In base al comma 9 dell'articolo 59 della legge 27 dicembre 1997, n. 449 per il personale della scuola la cessazione dal servizio e l'inizio della prestazione pensionistica aveva una finestra fissa - il 1 settembre di ogni anno - e ricomprendeva anche quanti avrebbero maturato i requisiti successivamente all'inizio dell'anno scolastico, ma comunque entro il 31 dicembre dell'anno medesimo. Vi era dunque uno sfasamento tra la data di maturazione del requisito e quello della decorrenza della prestazione pensionistica. Chi ha maturato i requisiti entro il 31 dicembre del 2011, è andato in pensione qualche mese prima. Chi li avrebbe maturati nel corso dell'anno scolastico 2011-2012, se non fosse intervenuta la riforma Fornero sarebbe andato in pensione prima dell'inizio dell'anno scolastico successivo.

La riforma Fornero (art. 24 del decreto legge 6 dicembre 2011, n. 201) non ha tolto nulla a chi ha maturato i requisiti entro il 31 dicembre del 2011, ma ha sottoposto chi li avrebbe maturati successivamente alla nuova disciplina, senza eccezioni, né favorevoli, né sfavorevoli, per il personale della scuola. Chi doveva andare in pensione con i requisiti 2011 c'è andato. Chi avrebbe maturato i requisiti successivamente è stato ricompreso nella nuova e più restrittiva disciplina.

L'emendamento "incriminato" introdotto alla Camera e poi soppresso al Senato non correggeva affatto una disuguaglianza discriminatoria a danno del personale scolastico, ma ne introduceva una a favore. Infatti salvaguardando secondo la disciplina previgente chi "abbia maturato i requisiti entro l'anno scolastico 2011/2012" (spostando all'estate 2012 un termine che per tutti scadeva al 31 dicembre 2011) stabiliva di "salvare" dalla riforma Fornero una parte del personale scolastico, a differenza della generalità dei pensionandi.

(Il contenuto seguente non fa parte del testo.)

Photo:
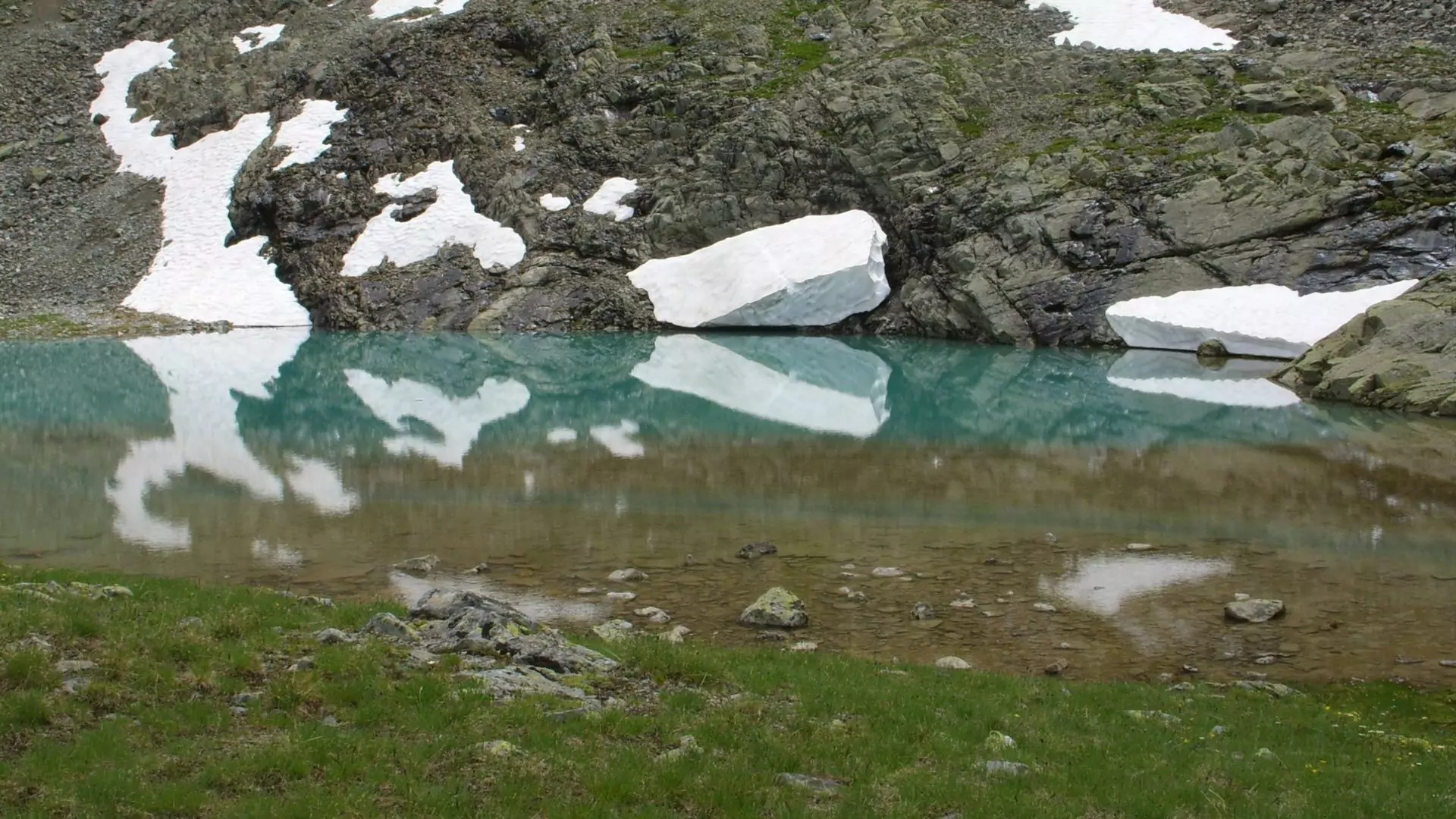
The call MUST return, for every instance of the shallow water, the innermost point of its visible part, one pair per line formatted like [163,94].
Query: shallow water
[1006,475]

Perché – cioè in base a quale senso di giustizia - un insegnante che abbia maturato la fatidica quota 96 a maggio 2012 dovrebbe essere "salvato", mentre un qualunque altro impiegato del pubblico e del privato no? E soprattutto - lo diciamo da affezionati sostenitori e ultimi giapponesi di Elsa - perchè l'ex Ministro Fornero non la smette di scusarsi di scelte che colpe non sono o perfino delle colpe degli altri?